A healthy balance, and beer can be healthy in moderation. It can also kill you taken to excess. Our politicians need to likewise find a healthy balance in their governmental diets. Let's try to make them do just that.
I would rather drown...they say it is virtually painless after the drinking in of water...but I disgress...

Supply economics has been shown to be a "rich get richer" doesn't necessary trickle down...

Heavy taxation doesn't occur...Our tax code has too many loopholes for the affluent to get past, the real tax burden is on the dwindling middle class and lower income citizens...politicans would not get elected if they fleeced money from the pockets that get them elected...

We are an oligarchy...

Do libertarians have a platform as of yet? I dig some libertarian ideals...staying out of peoples business...but is there a clear political movement yet?
" Supply economics has been shown to be a "rich get richer" doesn't necessary trickle down..." -BigBuddhaPuppy

Yep! With "Supply Side" or "Reaganomics" the rich will get richer. When you cut the cost of building a new business or expanding an existing one....yea, those rich guys get richer. They also spend money to build. The building generates construction demand. That is potential new companies or added employees needed just to build. That's trickle down going to your industial construction crew. Without demand, the construction companies lose the incentive to make new hires or expand training. Newly created labor demand also leads to more competitive wages(which also get taxed).

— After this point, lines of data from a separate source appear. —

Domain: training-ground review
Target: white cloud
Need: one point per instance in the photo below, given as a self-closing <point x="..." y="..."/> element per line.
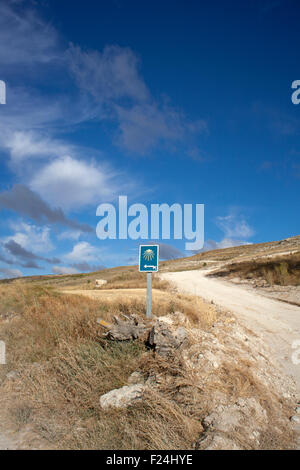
<point x="30" y="144"/>
<point x="25" y="37"/>
<point x="234" y="226"/>
<point x="10" y="273"/>
<point x="69" y="235"/>
<point x="110" y="75"/>
<point x="64" y="270"/>
<point x="83" y="252"/>
<point x="72" y="184"/>
<point x="113" y="80"/>
<point x="32" y="237"/>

That's just in construction. After the new buildings are made, people are hired for the business, the business pays for services etc. etc.

It will stimulate the economy and it will "Trickle Down". Just as Taxes raised and spent on programs will. If we raise taxes and spend it on bridges to nowhere in Alaska or $72 toilet lid seats for the military, somebody benefits! The rich STILL get richer. It's just different rich people. No, it might not make sense for Sen. Byrd W.VA.-D to have a Naval base built in a land locked state but, that's what Pork bill spending is all about! Somebody gets rich whether your Republican or Democrat.

Taxing earnings is a deterrent to growth and a deterrent to earn more. A friend of mine is trying to find a way to earn less than $30k. He spoke of calling in sick through the year to accomplish that. The idea is that he wants to qualify for the Earned Income Tax Credit. The same thing happens with the rich. They either find a loophole, hide their true income, or try to persuade their elected officials to create a loophole or send some pork spending their way. Personally I'd prefer a consumption tax similar to the Fair Tax or HR Bill 25.

"Do libertarians have a platform as of yet? I dig some libertarian ideals...staying out of peoples business...but is there a clear political movement yet?"

There is a platform. The Libertarian Party has experienced quite a lot of growth. There's been more press than ever before. It is more successful in some areas than others. It does take quite a bit of work. I would refer you to our National site From there you can also find your state and local party. In my area we're fairly organized and trying to run local candidates but, I can't vouch for where ever you might live......yet. It is easier to become a big fish in a little pond. Small growing parties do have their advantages. In addition, let's face it. The two established parties need some competition to keep them in line!